This function is extremely useful as moment generating function. For example, the first moment or the average of \(Y\) can be simply found by differentiating \(\log Z\) with respect to \(\beta \).

$$\begin{aligned} -\frac{d\;\log Z}{d\beta }&= -\frac{d}{d\beta }\log \left( \sum _i {e^{-\beta Y_i }} \right) =-\frac{\sum _i {(-Y_i )e^{-\beta Y_i }} }{\sum _i {e^{-\beta Y_i }} }\nonumber \\&= \sum _i {Y_i } \left( \frac{e^{-\beta Y_i }}{\sum _i {e^{-\beta Y_i }} }\right) =\sum _i {Y_i g(Y_i )} =E(Y_i ) \end{aligned}$$
(17)

As in the basic model, we want to find the state which maximizes the probability, \(P_n \) or Eq. (3). We have two macro-constraints, Eqs. (11) and (13). The total number of workers employed \(N\) is, however, not constant but variable. The aggregate output \(Y\) is also not constant but obeys the exponential distribution, namely Eq. (15).

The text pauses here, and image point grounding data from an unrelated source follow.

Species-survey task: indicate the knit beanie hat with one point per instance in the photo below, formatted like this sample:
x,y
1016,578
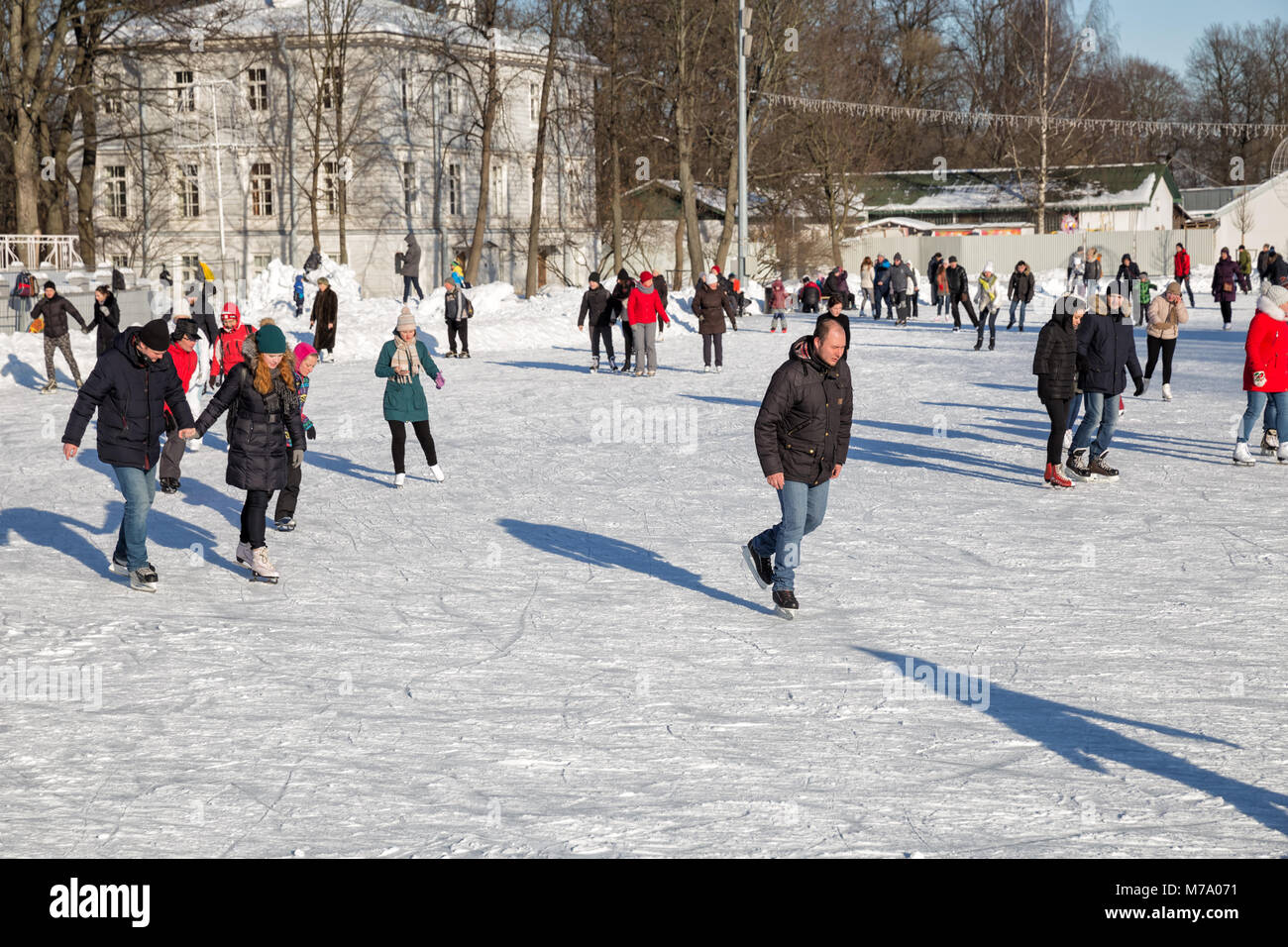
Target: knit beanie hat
x,y
270,342
156,335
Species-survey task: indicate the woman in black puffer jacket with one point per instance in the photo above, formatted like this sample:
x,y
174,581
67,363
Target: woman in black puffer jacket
x,y
265,408
1055,363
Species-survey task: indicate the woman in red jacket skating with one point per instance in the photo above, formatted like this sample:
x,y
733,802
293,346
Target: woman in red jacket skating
x,y
1265,369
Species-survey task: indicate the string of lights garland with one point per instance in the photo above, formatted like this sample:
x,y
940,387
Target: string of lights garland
x,y
984,120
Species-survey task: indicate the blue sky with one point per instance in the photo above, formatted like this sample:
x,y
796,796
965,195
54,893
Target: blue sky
x,y
1164,30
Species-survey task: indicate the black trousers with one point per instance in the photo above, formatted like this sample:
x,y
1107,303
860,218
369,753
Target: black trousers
x,y
462,329
601,334
1059,412
1154,346
253,517
970,311
426,442
708,341
287,497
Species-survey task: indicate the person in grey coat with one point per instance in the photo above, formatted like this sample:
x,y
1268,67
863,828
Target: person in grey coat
x,y
411,268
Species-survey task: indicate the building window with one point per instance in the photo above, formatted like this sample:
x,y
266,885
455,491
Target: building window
x,y
408,187
331,89
184,91
498,192
189,191
331,187
116,205
257,90
262,189
454,188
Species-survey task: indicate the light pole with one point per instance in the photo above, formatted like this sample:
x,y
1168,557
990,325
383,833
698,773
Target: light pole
x,y
743,52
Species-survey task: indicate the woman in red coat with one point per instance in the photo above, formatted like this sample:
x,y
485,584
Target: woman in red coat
x,y
1225,285
1265,369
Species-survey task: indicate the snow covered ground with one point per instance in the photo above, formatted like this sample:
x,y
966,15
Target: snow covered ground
x,y
558,650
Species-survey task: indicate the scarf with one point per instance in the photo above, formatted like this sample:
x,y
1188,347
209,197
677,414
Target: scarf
x,y
406,357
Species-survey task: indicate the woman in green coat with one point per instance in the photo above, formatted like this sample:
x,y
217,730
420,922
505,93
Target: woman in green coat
x,y
403,360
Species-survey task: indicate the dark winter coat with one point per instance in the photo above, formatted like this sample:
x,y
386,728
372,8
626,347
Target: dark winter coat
x,y
803,429
55,309
956,279
1225,273
107,318
258,457
322,320
711,305
1128,270
1021,285
130,394
1055,361
458,305
404,401
411,258
1107,352
593,303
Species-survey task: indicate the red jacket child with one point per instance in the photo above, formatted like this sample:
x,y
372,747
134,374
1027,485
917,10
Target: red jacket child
x,y
228,344
644,305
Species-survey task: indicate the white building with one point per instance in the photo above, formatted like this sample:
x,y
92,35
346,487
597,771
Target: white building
x,y
246,128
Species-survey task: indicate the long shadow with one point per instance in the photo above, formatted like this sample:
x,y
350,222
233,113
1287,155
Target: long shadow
x,y
1070,732
22,372
593,549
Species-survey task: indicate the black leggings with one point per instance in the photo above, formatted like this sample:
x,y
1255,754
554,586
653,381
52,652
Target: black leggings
x,y
1059,411
1167,347
399,431
253,517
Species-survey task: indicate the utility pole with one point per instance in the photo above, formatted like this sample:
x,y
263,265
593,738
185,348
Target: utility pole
x,y
743,52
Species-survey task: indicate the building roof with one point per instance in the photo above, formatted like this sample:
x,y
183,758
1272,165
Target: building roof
x,y
258,18
990,189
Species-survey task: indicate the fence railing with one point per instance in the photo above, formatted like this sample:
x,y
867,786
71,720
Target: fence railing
x,y
38,252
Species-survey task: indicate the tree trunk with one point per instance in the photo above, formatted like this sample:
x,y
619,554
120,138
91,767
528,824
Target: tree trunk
x,y
539,163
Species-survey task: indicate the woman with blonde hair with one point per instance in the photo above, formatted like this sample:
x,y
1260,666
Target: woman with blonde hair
x,y
265,408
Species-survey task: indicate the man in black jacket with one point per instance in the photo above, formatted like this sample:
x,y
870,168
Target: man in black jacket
x,y
593,303
1107,352
130,386
55,309
803,438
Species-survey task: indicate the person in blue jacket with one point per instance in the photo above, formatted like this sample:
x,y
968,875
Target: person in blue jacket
x,y
1107,354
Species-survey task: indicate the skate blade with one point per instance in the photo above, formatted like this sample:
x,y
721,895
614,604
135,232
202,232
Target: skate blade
x,y
751,565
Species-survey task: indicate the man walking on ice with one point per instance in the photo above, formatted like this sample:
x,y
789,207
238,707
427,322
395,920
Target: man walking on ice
x,y
803,438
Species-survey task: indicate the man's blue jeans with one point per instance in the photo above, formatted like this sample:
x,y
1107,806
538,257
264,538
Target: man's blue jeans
x,y
140,487
803,510
1099,421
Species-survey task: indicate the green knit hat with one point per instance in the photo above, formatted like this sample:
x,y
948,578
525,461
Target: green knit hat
x,y
270,342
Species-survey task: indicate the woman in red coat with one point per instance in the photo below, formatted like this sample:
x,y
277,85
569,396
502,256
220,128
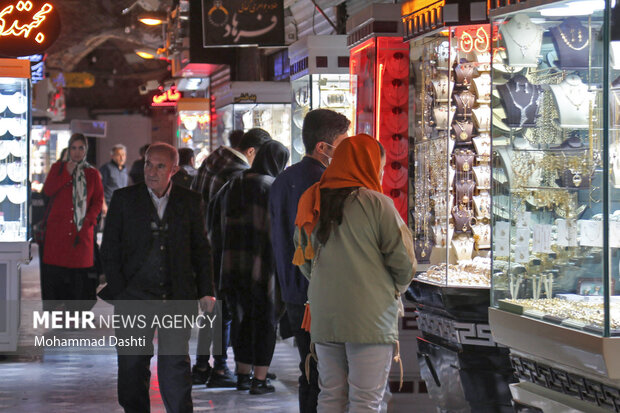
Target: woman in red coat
x,y
76,195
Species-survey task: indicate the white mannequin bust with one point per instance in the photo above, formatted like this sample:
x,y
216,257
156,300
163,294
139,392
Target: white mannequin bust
x,y
482,118
523,40
482,87
443,89
443,117
573,101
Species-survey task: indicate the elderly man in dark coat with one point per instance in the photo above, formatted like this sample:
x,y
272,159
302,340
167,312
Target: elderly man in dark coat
x,y
155,251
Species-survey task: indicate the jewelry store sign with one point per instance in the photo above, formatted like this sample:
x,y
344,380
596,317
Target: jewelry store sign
x,y
233,23
27,27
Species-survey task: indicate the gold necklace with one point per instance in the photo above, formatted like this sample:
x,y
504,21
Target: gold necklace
x,y
463,135
567,92
568,43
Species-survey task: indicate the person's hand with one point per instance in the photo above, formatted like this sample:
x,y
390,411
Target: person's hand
x,y
71,166
207,303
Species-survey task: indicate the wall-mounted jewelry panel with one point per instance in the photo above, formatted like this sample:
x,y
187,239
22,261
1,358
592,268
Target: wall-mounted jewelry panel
x,y
555,205
319,79
548,92
451,181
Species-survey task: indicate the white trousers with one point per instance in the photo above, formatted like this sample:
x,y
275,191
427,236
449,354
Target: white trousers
x,y
352,376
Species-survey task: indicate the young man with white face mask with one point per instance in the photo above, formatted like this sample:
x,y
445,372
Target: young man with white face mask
x,y
322,131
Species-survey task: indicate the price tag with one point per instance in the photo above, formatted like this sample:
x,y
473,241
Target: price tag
x,y
567,233
541,240
502,238
590,233
614,234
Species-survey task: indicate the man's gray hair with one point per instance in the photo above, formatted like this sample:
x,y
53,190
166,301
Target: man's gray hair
x,y
117,147
164,148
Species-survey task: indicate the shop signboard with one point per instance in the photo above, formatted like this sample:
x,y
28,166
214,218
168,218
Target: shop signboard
x,y
27,27
233,23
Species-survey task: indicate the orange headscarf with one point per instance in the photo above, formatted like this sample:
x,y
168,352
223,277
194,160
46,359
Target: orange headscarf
x,y
356,163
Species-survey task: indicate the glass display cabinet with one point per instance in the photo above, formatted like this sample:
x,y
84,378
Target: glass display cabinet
x,y
247,105
379,68
194,126
449,208
319,79
380,87
15,113
556,203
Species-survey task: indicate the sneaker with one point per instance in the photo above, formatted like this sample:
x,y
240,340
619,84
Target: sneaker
x,y
200,374
244,381
226,379
261,386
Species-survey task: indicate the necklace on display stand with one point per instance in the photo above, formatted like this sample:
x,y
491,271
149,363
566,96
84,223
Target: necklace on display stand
x,y
522,108
524,34
573,89
578,32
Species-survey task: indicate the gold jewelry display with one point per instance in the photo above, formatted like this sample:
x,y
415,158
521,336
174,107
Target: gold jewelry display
x,y
463,246
482,87
482,144
482,118
482,174
571,43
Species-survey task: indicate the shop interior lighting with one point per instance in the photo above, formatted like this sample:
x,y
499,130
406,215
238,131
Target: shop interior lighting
x,y
576,8
146,53
152,19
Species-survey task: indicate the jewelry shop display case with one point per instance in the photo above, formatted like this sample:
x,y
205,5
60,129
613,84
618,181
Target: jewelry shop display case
x,y
379,67
380,88
194,126
556,204
247,105
449,208
320,78
15,124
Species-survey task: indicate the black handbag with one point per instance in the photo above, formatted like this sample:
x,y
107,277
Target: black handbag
x,y
39,228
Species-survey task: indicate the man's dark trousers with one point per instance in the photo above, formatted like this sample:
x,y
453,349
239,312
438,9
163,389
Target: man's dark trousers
x,y
308,391
173,362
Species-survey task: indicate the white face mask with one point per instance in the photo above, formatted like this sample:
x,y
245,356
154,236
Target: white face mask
x,y
329,158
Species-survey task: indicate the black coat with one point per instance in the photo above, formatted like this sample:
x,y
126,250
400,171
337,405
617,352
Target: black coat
x,y
127,239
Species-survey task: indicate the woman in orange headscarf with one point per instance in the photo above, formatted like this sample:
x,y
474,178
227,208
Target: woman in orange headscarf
x,y
357,252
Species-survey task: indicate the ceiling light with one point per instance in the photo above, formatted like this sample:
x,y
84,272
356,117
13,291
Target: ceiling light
x,y
575,8
152,19
146,53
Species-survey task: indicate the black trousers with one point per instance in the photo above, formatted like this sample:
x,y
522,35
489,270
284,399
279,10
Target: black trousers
x,y
308,390
173,362
253,333
72,288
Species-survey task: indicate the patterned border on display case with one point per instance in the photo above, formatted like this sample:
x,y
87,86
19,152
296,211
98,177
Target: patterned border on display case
x,y
571,384
473,334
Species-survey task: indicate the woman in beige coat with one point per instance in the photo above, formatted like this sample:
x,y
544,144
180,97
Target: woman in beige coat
x,y
357,252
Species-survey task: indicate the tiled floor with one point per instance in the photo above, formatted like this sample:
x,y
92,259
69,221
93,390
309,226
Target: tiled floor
x,y
86,383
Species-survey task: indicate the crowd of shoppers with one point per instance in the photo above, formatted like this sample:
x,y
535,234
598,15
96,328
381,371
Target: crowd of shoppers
x,y
272,245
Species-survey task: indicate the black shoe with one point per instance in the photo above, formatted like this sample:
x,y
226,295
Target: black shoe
x,y
244,381
200,374
226,379
261,386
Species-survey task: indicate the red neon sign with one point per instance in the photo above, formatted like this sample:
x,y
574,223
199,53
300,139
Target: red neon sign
x,y
17,30
167,98
27,26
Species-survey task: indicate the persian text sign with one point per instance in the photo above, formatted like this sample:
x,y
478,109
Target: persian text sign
x,y
242,22
27,27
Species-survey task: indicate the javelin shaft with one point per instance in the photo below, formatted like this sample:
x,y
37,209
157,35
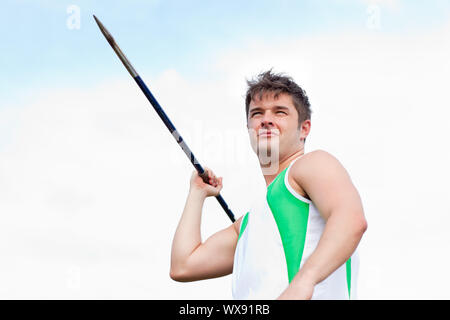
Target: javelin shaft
x,y
161,113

Because the level of total output depends on the total number of employed workers \(N\), we denote \(Y_i \) as \(Y_i (N)\). Then, the canonical partition function \(Z_N \) can be written as

$$\begin{aligned} Z_N =\sum _i {e^{-\beta Y_i (N)}} . \end{aligned}$$
(18)

Using Eq. (13), we can rewrite this partition function as follows:

$$\begin{aligned} Z_N =\sum _{\left\{ {n_k } \right\} } \exp \left( -\beta \sum _{k=1}^K {c_k n_k } \right) . \end{aligned}$$
(19)

It is generally difficult to carry out the summation with respect to \(\left\{ {n_k } \right\} \) under constraint (11), namely \(N=\sum {n_k}\). Rather than taking \(N\) as given, we better allow \(N\) to be variable as we do here, and consider the following extended partition function \(\Phi \).Footnote 9 With the Lagrangean multiplier for \(N,\, \mu \), this partition function is defined as

$$\begin{aligned} \Phi =\sum _{N=0}^\infty {z^{N}Z_N } \end{aligned}$$
(20)

where

$$\begin{aligned} z=e^{\beta \mu }. \end{aligned}$$
(21)

As the Lagrangean multiplier for \(N\), the parameter \(\mu \) is the marginal contribution of an addition employment to the entropy of the macroeconomy.Footnote 10 Because the entropy corresponds one to one to the level of aggregate demand as shown in Fig. 1, it measures the marginal product of a worker who newly acquired job out of the pool of unemployment. Thus, \(\mu \) plays a role similar to the reservation wage in standard models. When \(\mu \) is high, the unemployed worker is “choosy”, and vice versa. In this sense, \(\mu \) is a barrier between unemployment and employment. However, there is a fundamental difference between the reservation wage and \(\mu \). In standard models, the reservation wage \(R\) is absolute in the sense that no worker is willing to work with the wages below \(R\). This concept is useful only if \(R\) can be well defined and known. As we pointed out in Sect. 2, the equilibrium search theory effectively presumes the representative worker so that the reservation wage \(R\) can be uniquely defined.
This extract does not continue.